Antigamente, sofríamos no enredo, esperando que os casais se dessem bem no final. Hoje, sabemos que vai acabar bem, mas nos interessam mais os infernos que eles vão atravessar para chegar até o final fatalmente bom. Interessa analisar estes infernos, que mudam enquanto Aristóteles fica intacto (há 2.000 anos). A catarse chegará, mas antes temos amputações, temos "bazookaas" estourando peitos, bombas, perigos, e vemos que, mais importantes que as personagens, são as Coisas em volta.
Nestes filmes, o mundo de objetos americano, as coisas fabricadas que compõem o mundo americano, o elevador, os aviões, os carros, os viadutos, a velocidade, as armas, as bombas, os mecanismos informáticos, os "gadgets", tudo é mais importante que o humano. As coisas são as personagens, o décor é tudo, numa gigantesca e impressionante propaganda da tecnologia rápida, da veloz luz dos aparelhos.
A propaganda embutida nos filmes americanos é mais forte que qualquer realismo stalinista. Só que hoje em dia a exibição da América vem ambígua. Há uma dupla exibição de progresso misturada com um desejo de autodestruição. A América é retorcida, liquidificada, espatifada, com amor e ódio. Há nos filmes um ódio inconfesso contra o pesadelo de ar-condicionado dos EUA, há um desejo misturado de "show-room" com ruína, de desastre com elogio de qualidade.
O próprio filme, ridículo de estória, com personagens bobos e esquemáticos, é um show de competência, um espantoso comercial da eficiência americana em controlar os dissidentes, em elidir a morte (banalizando-a) e de garantir um final "reassegurador". A gente se diverte vendo o filme, mas dá para sentir que estamos sendo cooptados para algum programa de difusão política que nem eles sabem qual é. São "agit-prop" sem "comitê central". Há uma ideologia sem teóricos.
Acho que é o inconsciente da "cultura da certeza". Esta cultura da certeza inclui até o que Robert Hughes analisa, pois até o desejo de justiça politicamente correta busca uma previsibilidade. É preciso que até os "homeless", os negros, os viados, todos estejam corretamente catalogados numa certeza, num escaninho bem etiquetado e claro. Os arquivos tem de estar perfeitos, eficientes.
O guardião da América não é mais o Super-Homem, mas os competentes oficiais que garantem uma caretice pós-pós contra os Dennis Hoppers, com a ajuda da informática e da rapidez. A ideologia está no décor. Mesmo que alguém fizesse ali naqueles cenários hiper-hiper um discurso pró-Fidel Castro, por exemplo, o décor ganharia em significação. Os signos falam mais que os símbolos, as coisas falam mais que os homens.
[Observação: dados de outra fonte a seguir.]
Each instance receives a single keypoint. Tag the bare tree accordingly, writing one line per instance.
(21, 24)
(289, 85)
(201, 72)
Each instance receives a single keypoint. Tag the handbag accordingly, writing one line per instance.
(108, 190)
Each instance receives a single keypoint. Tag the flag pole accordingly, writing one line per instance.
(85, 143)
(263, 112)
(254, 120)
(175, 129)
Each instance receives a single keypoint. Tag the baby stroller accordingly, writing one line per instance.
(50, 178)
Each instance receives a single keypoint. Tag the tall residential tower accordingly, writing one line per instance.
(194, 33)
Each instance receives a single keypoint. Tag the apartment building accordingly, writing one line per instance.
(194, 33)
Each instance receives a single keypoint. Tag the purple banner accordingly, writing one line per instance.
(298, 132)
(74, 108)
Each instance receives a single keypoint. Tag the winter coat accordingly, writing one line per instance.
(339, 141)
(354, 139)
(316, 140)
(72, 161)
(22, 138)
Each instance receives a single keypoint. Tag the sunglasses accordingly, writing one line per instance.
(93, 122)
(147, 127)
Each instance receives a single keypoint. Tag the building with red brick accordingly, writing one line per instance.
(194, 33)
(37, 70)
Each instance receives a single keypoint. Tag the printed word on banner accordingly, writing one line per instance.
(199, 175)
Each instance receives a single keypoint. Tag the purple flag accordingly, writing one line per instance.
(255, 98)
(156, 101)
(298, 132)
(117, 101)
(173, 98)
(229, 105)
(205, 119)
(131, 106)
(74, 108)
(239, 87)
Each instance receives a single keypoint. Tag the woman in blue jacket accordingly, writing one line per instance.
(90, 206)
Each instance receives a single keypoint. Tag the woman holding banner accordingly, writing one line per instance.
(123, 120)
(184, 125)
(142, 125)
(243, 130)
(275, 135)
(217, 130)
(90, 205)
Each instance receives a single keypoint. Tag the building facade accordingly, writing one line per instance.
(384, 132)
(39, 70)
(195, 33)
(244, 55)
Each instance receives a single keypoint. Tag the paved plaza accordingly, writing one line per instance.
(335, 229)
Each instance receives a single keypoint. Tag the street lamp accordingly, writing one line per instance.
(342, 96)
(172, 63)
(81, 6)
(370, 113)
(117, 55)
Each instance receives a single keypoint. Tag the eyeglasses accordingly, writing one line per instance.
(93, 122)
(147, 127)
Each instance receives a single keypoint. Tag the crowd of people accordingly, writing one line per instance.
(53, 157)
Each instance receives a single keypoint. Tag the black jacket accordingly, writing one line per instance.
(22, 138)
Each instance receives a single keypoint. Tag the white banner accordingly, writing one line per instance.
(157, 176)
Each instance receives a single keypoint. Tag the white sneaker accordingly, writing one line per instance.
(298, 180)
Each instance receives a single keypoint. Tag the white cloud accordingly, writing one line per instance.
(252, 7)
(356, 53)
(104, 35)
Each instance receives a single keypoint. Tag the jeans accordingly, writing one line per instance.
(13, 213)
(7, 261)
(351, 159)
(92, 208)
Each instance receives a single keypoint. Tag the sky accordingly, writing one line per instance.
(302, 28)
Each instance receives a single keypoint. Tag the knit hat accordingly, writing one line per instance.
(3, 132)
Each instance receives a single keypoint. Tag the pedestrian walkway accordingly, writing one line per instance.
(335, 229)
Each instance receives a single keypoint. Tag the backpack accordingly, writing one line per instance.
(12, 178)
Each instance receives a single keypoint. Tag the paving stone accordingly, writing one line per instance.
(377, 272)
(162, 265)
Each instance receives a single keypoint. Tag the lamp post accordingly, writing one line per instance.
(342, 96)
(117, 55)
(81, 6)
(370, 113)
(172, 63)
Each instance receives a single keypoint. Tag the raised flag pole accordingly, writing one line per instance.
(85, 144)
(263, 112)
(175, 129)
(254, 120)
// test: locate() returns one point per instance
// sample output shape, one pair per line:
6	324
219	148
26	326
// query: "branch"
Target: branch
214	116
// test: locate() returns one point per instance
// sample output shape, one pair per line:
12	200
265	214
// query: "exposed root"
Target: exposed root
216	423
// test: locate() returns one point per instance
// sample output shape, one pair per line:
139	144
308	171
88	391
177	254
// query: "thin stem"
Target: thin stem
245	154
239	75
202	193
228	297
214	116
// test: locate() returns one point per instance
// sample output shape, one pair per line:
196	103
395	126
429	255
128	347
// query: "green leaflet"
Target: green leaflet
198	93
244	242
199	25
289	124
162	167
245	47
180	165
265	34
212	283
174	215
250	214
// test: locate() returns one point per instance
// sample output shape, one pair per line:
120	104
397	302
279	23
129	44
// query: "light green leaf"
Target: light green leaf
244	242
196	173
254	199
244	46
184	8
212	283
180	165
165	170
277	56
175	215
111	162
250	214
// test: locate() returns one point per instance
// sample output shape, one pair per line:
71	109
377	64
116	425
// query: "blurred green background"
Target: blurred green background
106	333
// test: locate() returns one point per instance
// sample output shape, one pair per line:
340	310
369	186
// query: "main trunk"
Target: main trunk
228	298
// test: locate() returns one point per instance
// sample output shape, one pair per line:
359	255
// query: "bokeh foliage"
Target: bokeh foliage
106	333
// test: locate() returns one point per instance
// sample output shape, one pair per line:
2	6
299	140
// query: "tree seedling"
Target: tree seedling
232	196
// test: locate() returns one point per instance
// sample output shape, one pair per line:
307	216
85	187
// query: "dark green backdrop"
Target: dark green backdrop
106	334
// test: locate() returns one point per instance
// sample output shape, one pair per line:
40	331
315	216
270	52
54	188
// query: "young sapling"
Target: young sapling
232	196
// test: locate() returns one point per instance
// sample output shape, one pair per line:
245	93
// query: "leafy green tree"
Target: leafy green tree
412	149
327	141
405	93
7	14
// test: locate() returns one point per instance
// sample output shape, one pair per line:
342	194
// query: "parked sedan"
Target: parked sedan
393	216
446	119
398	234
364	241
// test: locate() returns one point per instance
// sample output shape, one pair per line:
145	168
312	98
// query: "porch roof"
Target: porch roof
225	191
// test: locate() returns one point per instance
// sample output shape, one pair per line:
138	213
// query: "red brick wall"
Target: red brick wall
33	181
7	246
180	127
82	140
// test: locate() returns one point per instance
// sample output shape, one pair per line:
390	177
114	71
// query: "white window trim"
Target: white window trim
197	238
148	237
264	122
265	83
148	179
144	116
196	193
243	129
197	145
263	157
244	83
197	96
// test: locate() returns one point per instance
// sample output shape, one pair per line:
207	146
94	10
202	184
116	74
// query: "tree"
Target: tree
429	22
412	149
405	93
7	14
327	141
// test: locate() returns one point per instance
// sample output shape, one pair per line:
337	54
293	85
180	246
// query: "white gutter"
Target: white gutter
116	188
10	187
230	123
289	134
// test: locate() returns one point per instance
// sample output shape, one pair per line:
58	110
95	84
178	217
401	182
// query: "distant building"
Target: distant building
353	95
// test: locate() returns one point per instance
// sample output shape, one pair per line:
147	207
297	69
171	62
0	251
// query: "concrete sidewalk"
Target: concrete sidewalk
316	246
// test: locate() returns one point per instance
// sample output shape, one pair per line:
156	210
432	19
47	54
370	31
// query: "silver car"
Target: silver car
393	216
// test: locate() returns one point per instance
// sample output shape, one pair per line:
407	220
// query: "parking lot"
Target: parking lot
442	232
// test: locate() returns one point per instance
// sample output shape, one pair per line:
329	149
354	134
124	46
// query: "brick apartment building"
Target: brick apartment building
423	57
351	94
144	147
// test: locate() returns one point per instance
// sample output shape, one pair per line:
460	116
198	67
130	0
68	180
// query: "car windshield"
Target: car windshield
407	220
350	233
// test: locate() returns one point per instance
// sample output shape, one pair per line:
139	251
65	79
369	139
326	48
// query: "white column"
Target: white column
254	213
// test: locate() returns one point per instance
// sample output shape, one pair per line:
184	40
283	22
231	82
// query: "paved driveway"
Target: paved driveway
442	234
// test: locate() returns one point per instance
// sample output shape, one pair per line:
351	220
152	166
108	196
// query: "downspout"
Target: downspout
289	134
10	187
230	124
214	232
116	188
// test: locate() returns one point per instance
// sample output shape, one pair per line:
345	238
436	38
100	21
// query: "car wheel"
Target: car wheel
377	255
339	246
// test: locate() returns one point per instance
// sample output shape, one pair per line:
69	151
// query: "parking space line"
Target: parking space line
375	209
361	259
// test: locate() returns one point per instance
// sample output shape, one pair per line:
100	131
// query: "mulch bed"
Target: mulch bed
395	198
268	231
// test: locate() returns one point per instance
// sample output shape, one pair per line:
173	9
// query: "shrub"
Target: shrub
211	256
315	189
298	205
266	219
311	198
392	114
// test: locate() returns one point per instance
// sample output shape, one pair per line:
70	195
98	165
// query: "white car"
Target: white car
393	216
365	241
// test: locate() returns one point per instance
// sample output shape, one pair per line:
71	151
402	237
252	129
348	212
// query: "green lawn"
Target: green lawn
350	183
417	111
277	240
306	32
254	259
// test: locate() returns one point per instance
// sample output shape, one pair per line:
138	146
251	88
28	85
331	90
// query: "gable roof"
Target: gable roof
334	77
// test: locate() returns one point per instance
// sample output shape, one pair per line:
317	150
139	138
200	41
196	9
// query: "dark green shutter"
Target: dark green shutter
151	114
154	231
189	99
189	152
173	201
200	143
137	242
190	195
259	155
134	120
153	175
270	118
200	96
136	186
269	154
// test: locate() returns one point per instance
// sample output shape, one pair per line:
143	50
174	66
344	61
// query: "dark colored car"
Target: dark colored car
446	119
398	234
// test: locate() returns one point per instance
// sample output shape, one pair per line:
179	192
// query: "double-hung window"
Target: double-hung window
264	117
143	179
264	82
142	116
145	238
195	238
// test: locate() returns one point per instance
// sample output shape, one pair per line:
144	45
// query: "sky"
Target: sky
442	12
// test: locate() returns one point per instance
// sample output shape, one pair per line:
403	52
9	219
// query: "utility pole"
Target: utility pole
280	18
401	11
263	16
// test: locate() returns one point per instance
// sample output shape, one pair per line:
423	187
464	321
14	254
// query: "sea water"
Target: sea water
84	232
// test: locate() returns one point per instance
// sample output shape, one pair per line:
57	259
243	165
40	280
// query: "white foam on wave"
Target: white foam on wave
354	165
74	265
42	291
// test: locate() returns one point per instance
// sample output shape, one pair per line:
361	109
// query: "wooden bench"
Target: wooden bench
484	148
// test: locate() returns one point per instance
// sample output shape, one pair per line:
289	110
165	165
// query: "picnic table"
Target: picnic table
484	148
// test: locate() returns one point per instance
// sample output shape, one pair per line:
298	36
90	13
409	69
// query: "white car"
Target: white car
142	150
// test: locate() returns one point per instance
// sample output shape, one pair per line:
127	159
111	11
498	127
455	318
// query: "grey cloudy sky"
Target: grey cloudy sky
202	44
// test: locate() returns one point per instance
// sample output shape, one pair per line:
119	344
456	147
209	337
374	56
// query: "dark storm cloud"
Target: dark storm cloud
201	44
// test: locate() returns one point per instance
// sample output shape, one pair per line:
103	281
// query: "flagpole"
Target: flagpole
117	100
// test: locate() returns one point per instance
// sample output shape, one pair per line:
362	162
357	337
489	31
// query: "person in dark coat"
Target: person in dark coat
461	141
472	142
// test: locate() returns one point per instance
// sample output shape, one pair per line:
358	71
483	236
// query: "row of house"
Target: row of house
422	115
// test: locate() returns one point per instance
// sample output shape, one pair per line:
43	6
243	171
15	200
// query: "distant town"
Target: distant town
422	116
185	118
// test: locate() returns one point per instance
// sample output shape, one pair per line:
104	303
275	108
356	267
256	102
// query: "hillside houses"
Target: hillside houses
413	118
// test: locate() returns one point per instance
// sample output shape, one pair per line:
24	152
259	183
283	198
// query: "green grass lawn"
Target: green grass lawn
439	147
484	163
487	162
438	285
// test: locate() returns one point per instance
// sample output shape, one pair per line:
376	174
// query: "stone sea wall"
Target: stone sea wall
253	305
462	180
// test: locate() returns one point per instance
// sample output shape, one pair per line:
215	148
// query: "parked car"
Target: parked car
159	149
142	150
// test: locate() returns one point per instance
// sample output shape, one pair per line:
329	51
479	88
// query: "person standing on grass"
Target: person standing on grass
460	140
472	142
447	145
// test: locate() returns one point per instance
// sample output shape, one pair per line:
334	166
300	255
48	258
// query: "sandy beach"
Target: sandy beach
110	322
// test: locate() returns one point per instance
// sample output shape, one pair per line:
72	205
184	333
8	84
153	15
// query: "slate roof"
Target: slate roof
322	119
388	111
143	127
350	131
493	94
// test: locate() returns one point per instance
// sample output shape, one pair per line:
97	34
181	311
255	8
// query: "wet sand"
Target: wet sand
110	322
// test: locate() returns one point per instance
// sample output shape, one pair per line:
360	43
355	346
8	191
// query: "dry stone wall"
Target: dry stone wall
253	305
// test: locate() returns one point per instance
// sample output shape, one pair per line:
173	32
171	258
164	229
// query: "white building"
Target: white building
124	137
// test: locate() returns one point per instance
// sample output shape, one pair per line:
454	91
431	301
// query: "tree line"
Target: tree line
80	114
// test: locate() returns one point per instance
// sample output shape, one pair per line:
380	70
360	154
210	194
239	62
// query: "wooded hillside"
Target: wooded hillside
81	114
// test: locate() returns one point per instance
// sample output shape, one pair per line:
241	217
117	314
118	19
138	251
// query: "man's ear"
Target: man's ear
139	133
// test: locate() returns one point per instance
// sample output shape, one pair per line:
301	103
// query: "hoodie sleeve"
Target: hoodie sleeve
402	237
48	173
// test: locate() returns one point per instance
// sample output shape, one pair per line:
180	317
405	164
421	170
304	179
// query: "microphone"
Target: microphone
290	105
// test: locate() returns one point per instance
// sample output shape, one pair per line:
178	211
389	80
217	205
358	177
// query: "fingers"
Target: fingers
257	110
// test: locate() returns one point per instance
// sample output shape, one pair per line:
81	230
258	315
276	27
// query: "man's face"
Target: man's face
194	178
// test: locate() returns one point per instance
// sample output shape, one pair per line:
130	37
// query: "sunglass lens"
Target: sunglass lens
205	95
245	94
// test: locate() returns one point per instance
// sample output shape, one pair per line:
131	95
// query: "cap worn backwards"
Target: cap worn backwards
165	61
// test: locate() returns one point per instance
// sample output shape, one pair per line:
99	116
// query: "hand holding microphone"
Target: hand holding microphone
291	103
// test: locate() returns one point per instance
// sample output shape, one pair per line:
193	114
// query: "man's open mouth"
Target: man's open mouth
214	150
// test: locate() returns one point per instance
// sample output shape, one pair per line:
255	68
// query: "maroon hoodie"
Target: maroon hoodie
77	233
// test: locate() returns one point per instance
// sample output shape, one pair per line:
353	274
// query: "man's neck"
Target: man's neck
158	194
Se alguma coisa Marx acertou em cheio foi no conceito de fetichismo das mercadorias. Só o psicopata pode criar confusão no "fim da história" liberal de direita. Se ele for contido, tudo correrá bem para Fukuyama. A direita americana conseguiu transformar todo conceito de revolução numa forma de distúrbio mental.
Toda herança de liberdade virou o Woodstock de plástico falso que vimos há pouco. Parecia um museu de cera dançando rock. Hoje, não há mais empregos suficientes para permitir o luxo da transgressão. Hippie hoje é mendigo, "beatnick" é "homeless". E só os psicopatas atrapalham o bom funcionamento de uma sociedade comandada pelo mercado. A cultura da certeza é a busca de uma engenharia genética do destino.